## Creating a taxonomy from a website

#### Let us create a product taxonomy using owlready
We first need to install owlready2 and beautiful soup (for accessing website content):

In [1]:
!pip install bs4
!pip install owlready2



### Let us now import the needed libraries

In [2]:
import requests
from bs4 import BeautifulSoup	#HTML handler
from owlready2 import *
import time
import json

### Continue with loading the ontology and defining the namespace

In [3]:
onto = get_ontology('http://TypeTaxonomyFromBulbagarden.owl#')

# create a basic product class
with onto:
    class Types(Thing):
        label = ['Types']
        pass

### Now let us declare the website we are gonna access

In [4]:
base_url = "https://bulbapedia.bulbagarden.net/wiki/Type"

### This is the website we are gonna access. You can take a different one if you like

![Bulbagarden.png](img/Bulbagarden.png "Source 1")

## Right-click on the website and inspect the sourcecode. There, you can find tags that link to the subclasses you want to extract.
### In this case, we are interested in retrieving the classes "Normal", "Fire", "Gras", ...
#### The program shall extract the names of the subclasses, open the link to the page of the subclasses, and again extract the names of the subclasses. With this, we create a product taxonomy

#### When scrolling down a bit, we find a clock of code that consists of span elements (Compare line numbers in the image below). 
![Source1.png](img/Source1.png "Source 1")

#### Almost at the very end of each line of code, we find a header that contains the types we are looking for (e.g. "Normal).
![Source3.png](img/Source3.png "Source 3")

#### One challange, when scraping a page, is to make sure you extract the information from the lines that interest you. In this case for example, we are only interested in 18 of 3000+ lines. To do so, one has to get creative. In this case we take a spand element a startpoint. These span elements are within the lines shown above and define a unique form for the buttons, that correspond with each type on the website. This way, we ensure to only grab lines that contain the wanted information.
![Source2.png](img/Source2.png "Source 2")
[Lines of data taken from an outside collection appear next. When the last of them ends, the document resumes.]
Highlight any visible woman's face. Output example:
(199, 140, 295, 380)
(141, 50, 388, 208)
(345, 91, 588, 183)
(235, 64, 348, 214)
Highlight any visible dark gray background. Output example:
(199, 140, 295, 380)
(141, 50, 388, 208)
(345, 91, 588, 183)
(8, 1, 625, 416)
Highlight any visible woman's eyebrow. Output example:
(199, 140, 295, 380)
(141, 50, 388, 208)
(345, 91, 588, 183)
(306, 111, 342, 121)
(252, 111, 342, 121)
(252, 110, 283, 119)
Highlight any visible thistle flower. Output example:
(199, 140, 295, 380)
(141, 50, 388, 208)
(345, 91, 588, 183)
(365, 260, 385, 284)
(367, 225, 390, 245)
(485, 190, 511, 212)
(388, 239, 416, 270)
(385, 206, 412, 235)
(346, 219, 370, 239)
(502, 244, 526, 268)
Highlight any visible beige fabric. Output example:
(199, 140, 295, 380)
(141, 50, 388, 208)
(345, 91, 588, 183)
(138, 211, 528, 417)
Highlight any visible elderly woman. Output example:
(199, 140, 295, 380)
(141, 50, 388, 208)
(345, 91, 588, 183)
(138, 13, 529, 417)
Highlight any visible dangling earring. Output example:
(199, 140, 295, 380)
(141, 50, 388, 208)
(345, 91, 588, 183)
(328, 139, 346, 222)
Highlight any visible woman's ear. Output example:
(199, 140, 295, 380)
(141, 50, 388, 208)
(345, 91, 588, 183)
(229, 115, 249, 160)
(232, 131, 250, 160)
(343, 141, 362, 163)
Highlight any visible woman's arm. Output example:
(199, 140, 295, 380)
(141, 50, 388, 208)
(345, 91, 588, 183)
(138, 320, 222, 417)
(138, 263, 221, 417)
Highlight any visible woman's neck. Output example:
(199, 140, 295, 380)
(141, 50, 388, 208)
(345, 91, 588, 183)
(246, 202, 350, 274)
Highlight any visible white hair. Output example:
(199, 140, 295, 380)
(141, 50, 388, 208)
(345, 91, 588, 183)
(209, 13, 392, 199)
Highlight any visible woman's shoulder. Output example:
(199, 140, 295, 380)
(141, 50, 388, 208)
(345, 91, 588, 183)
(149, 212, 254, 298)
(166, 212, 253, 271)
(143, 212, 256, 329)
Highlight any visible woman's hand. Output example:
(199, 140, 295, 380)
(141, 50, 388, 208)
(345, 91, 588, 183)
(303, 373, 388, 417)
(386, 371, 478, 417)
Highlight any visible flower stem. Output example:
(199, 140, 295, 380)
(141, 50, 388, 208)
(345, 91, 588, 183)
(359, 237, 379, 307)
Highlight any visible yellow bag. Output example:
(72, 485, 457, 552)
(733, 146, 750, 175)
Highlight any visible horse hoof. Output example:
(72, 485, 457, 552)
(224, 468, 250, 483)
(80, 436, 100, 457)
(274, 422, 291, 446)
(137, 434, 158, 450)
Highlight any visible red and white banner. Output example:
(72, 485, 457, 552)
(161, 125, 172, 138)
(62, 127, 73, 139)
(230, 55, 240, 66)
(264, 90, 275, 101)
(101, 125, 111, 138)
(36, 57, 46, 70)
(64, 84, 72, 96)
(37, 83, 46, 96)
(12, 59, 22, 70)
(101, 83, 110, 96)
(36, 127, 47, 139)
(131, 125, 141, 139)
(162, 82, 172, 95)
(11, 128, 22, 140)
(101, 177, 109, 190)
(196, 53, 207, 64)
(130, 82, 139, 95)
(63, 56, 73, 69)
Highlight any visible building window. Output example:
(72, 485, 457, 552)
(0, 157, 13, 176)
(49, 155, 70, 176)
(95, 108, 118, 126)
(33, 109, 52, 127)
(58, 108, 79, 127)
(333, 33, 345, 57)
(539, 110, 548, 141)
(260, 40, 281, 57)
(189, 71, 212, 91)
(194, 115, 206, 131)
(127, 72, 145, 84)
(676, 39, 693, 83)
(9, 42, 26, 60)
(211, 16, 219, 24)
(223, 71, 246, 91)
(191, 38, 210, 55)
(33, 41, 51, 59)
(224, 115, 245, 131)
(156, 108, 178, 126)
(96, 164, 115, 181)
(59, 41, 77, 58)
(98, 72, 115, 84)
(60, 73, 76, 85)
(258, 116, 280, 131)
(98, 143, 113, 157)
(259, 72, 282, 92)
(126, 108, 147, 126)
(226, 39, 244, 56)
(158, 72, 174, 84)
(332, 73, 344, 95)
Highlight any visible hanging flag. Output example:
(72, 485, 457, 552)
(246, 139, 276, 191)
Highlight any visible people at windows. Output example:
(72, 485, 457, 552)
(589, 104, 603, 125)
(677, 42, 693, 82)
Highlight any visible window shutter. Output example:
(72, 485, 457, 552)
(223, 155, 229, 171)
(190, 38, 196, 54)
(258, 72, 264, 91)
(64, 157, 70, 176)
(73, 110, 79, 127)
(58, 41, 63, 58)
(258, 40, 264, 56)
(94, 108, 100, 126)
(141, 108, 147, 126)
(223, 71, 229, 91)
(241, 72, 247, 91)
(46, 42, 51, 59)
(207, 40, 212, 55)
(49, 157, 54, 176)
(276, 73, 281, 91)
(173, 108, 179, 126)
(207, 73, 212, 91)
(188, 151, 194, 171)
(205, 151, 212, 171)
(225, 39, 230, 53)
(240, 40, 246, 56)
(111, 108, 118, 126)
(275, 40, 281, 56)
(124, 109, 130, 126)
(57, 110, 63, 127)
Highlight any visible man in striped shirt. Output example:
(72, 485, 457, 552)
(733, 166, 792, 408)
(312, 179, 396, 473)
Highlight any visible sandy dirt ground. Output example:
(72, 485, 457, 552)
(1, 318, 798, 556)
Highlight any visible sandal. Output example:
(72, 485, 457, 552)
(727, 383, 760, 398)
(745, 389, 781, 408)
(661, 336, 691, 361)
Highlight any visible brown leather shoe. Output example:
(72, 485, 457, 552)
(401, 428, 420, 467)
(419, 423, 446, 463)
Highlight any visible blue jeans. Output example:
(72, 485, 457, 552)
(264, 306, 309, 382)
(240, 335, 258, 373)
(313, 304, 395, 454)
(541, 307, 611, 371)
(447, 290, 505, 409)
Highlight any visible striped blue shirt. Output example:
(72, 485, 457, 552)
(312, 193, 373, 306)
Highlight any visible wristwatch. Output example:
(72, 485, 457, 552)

### Now let us use beautiful soup to scrape the page

In [5]:
# assign bulbagarden base url for subclasses
pokeurl = "https://bulbagarden.net/home/"

# access the URL
response = requests.get(base_url)

# create a HTML parser
soup = BeautifulSoup(response.text, 'html.parser')

# We look for each element of the "span" type. Usually one would folow up with something like "style = True" or "href = True", depending on the element type.
# Instead we here use a trick: By utilizing a lambda function, we can look specifically for span elements with a style that has the given specifications
for x in soup.find_all('span', {"style" : lambda L: L and L.startswith('margin: 0 5px 0 10px;')}):
    # We repeat this but this time we only look within the lines we just extracted (so 18 instead of 3000+)
    for header in x.find_all('span', {"style" : lambda L: L and L.startswith('color:#FFF')}):
         with onto:
            # We clean the line to only extract the header. 
            class_label = header.text.replace('\n', '')
            class_name = class_label.replace(' ', '').replace('&', 'And')
            # We create a new class with our class_name. This is a subclass of the previously created "Types" class".
            pokemon_type = types.new_class(class_name, (onto.Types,))
            # We append a lable to it.
            pokemon_type.label.append(class_label)

### Test if the classes were assigned correctly
Fun fact: "???" is an actual type that only existed throughout generations II. to IV.

In [6]:
for cls in onto.classes():
    print(cls.label)

['Types']
['Normal']
['Fire']
['Fighting']
['Water']
['Flying']
['Grass']
['Poison']
['Electric']
['Ground']
['Psychic']
['Rock']
['Ice']
['Bug']
['Dragon']
['Ghost']
['Dark']
['Steel']
['Fairy']
['Stellar']
['???']


### Save the ontology and download to manually check

In [7]:
onto.save(file = "TypeTaxonomyFromBulbagarden.owl", format = "rdfxml")